Kubernetes deployment
Deploy TAG as a StatefulSet with an embedded distributed cache cluster. For running locally, see the Docker deployment. For all configuration options, see the Configuration Reference.
Prerequisites
- A running Kubernetes cluster
kubectlconfigured to access the cluster- Tigris access key and secret key with read access to all buckets that will be accessed through TAG
- Clone the tag-deploy repository:
git clone https://github.com/tigrisdata/tag-deploy.git
cd tag-deploy
Deploy
1. Create a namespace
kubectl create namespace tag
2. Create the credentials secret
kubectl create secret generic tag-credentials \
--namespace tag \
--from-literal=AWS_ACCESS_KEY_ID=your_access_key \
--from-literal=AWS_SECRET_ACCESS_KEY=your_secret_key
3. Apply the manifests
kubectl apply -k kubernetes/base/ -n tag
This deploys a 3-replica StatefulSet with:
- Embedded cache on each pod (400 GiB PVC per pod)

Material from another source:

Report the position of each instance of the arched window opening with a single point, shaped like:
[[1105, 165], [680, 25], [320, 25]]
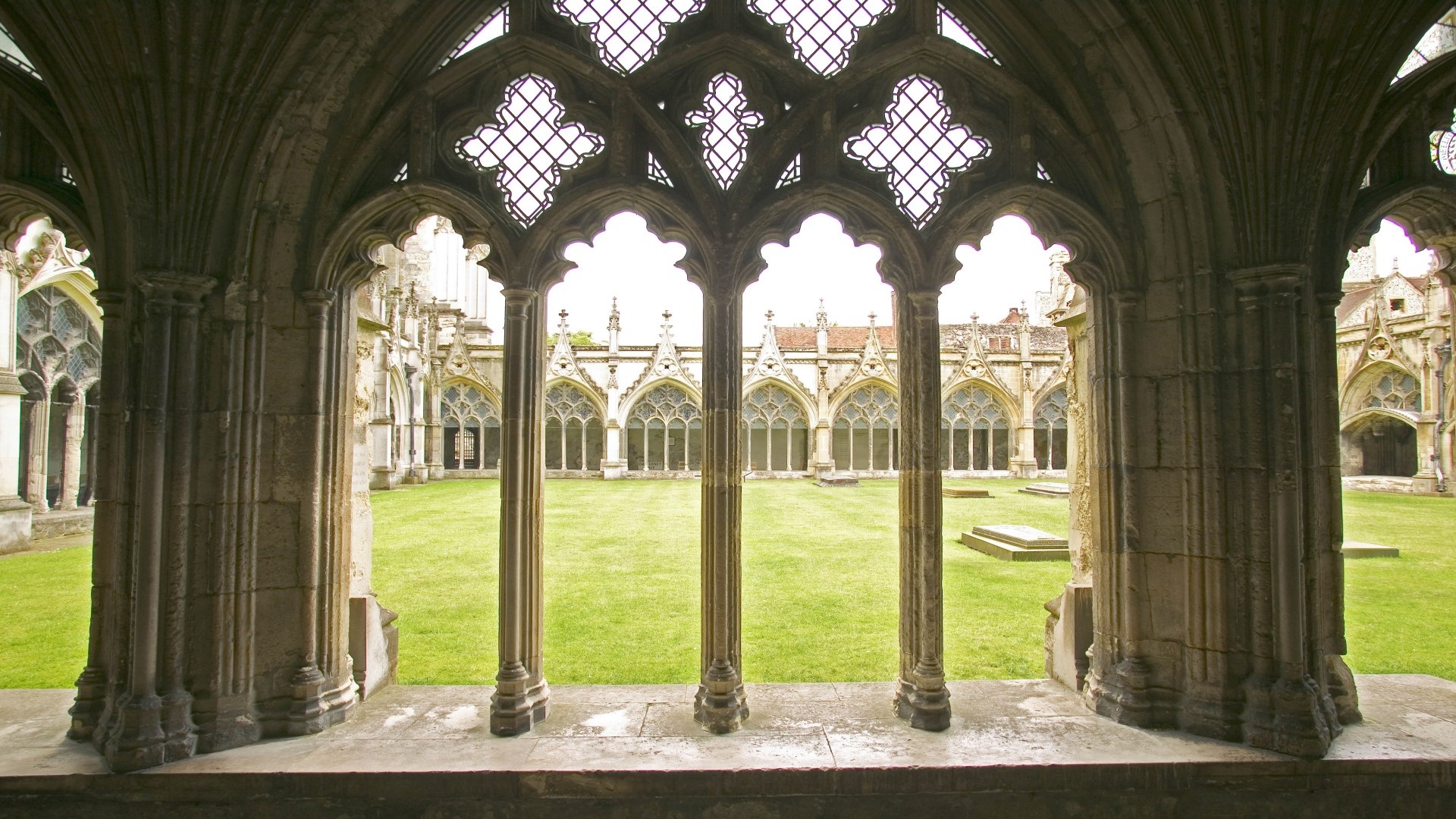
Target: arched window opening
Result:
[[472, 428], [1438, 39], [664, 431], [573, 430], [1052, 430], [777, 431], [976, 431], [867, 431]]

- Gossip-based cluster discovery via a headless service
- A LoadBalancer service for external access on port 8080
- Horizontal Pod Autoscaler (3–10 replicas)
4. Verify the deployment
# Check pod status
kubectl get pods -n tag
# Check health
kubectl exec -n tag tag-0 -- curl -s http://localhost:8080/health
Kubernetes manifests
The kubernetes/base/ directory uses Kustomize:
| File | Description |
|---|---|
kustomization.yaml | Kustomize configuration with image tag |
statefulset.yaml | TAG StatefulSet (3 replicas, embedded cache) |
service.yaml | LoadBalancer Service for external access |
service-headless.yaml | Headless Service for cluster discovery |
hpa.yaml | Horizontal Pod Autoscaler |
To customize the image version or other settings, create an overlay:
# kubernetes/overlays/production/kustomization.yaml
apiVersion: kustomize.config.k8s.io/v1beta1
kind: Kustomization
resources:
- ../../base
images:
- name: tigrisdata/tag
newTag: v1.8.0
Production considerations
High availability
- The StatefulSet deploys 3 replicas by default with pod anti-affinity to distribute across nodes.
- Each TAG pod has its own local cache, so losing a pod only affects cache hit ratio temporarily.
- Health checks (readiness and liveness probes) ensure automatic recovery.
Scaling
Horizontal: The HPA scales from 3 to 10 replicas based on CPU (70%) and memory (80%) utilization. New nodes join the cache cluster automatically. Scaling down may temporarily reduce cache hit ratio.
Vertical: Adjust resource requests/limits in the StatefulSet. The default is
2–4 CPUs and 4–8 GiB memory per pod. SSD storage is recommended for cache
performance. If you change the PVC volume size, also update
TAG_CACHE_MAX_DISK_USAGE in the StatefulSet to match (value is in bytes).
Health checks
TAG exposes a health endpoint:
GET /health
Returns 200 OK when healthy. The StatefulSet configures both readiness and
liveness probes against this endpoint.
Monitoring
TAG exposes Prometheus metrics at /metrics. The StatefulSet includes
Prometheus annotations for automatic scraping. See the
Metrics Reference for details.
Key metrics to monitor:
tag_requests_total{status="error"}— error ratetag_cache_hits_total / (tag_cache_hits_total + tag_cache_misses_total)— cache hit ratiotag_upstream_request_duration_seconds— upstream latency
Troubleshooting
For troubleshooting cache misses, authentication failures, cluster issues, and debug mode (including Kubernetes-specific commands), see Troubleshooting in the Deployment Guide.